Clomid is often prescribed as a “first line” treatment by the obstetrician/gynecologist. Clomid is most likely to work within the first three ovulatory cycles and therapy beyond this time is usually not recommended.
Ovulation is controlled by a complex interaction of hormones controlled by the hypothalamus which is a small gland located at the base of the brain. The hypothalamus serves as the “hormone regulator” adjusting the various hormone levels during the ovulatory process.
At the beginning of the menstrual cycle, the hypothalamus releases gonadotropin releasing hormone (GnRH) which cause the pituitary to produce follicle stimulating hormone (FSH). FSH directly stimulates the recruitment and development of the ovarian follicles.

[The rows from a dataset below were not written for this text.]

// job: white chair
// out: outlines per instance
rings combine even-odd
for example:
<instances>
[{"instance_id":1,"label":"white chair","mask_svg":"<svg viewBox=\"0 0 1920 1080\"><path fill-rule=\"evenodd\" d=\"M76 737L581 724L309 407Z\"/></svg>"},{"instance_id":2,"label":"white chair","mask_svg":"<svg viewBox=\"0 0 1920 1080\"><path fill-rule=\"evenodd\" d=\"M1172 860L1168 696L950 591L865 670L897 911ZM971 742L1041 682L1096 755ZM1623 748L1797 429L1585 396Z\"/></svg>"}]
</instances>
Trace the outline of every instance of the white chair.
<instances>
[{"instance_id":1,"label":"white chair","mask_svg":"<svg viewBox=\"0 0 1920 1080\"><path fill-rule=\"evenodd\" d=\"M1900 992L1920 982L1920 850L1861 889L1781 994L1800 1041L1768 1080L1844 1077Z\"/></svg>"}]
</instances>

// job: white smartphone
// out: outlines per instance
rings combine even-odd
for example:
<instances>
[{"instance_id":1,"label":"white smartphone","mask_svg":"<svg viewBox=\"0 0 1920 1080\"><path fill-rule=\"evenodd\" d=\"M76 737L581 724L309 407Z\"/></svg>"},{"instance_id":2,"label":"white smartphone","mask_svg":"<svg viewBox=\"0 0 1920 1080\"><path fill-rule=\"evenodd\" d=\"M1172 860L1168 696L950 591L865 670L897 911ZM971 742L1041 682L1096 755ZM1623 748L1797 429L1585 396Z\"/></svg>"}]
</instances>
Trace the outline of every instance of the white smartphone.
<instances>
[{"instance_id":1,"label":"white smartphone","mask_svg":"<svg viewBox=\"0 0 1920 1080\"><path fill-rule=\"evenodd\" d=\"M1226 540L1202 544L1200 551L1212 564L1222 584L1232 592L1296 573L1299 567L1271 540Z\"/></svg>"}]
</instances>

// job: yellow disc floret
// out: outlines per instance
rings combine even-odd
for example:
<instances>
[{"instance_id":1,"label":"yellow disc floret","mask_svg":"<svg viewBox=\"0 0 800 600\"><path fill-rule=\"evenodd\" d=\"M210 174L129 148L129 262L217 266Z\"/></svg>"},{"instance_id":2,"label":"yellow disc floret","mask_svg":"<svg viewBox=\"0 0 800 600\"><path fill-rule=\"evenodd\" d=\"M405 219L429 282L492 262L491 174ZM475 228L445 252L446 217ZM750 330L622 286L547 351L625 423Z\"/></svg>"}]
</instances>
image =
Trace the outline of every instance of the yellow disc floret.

As healthy follicles develop they produce increasing amounts of estrogen which is monitored by the hypothalamus. The hypothalamus increases or decreases the production of FSH based upon this feedback.
Once the follicles mature, the hypothalamus releases GnRH to stimulate the pituitary to release a surge of luteinizing hormone (LH). LH finally prepares the eggs/follicles for ovulation which will occur 36 hours after the surge.
After follicular rupture, the structure remaining on the ovary is termed the corpus luteum and it begins to produce progesterone. Rising levels of progesterone are an indication of successful ovulation. Progesterone stimulates the development of the endometrium (lining of the uterus). The endometrium must thicken and become more vascular to support the developing embryo. After successful implantation and embryonic growth progesterone is produced by the placenta.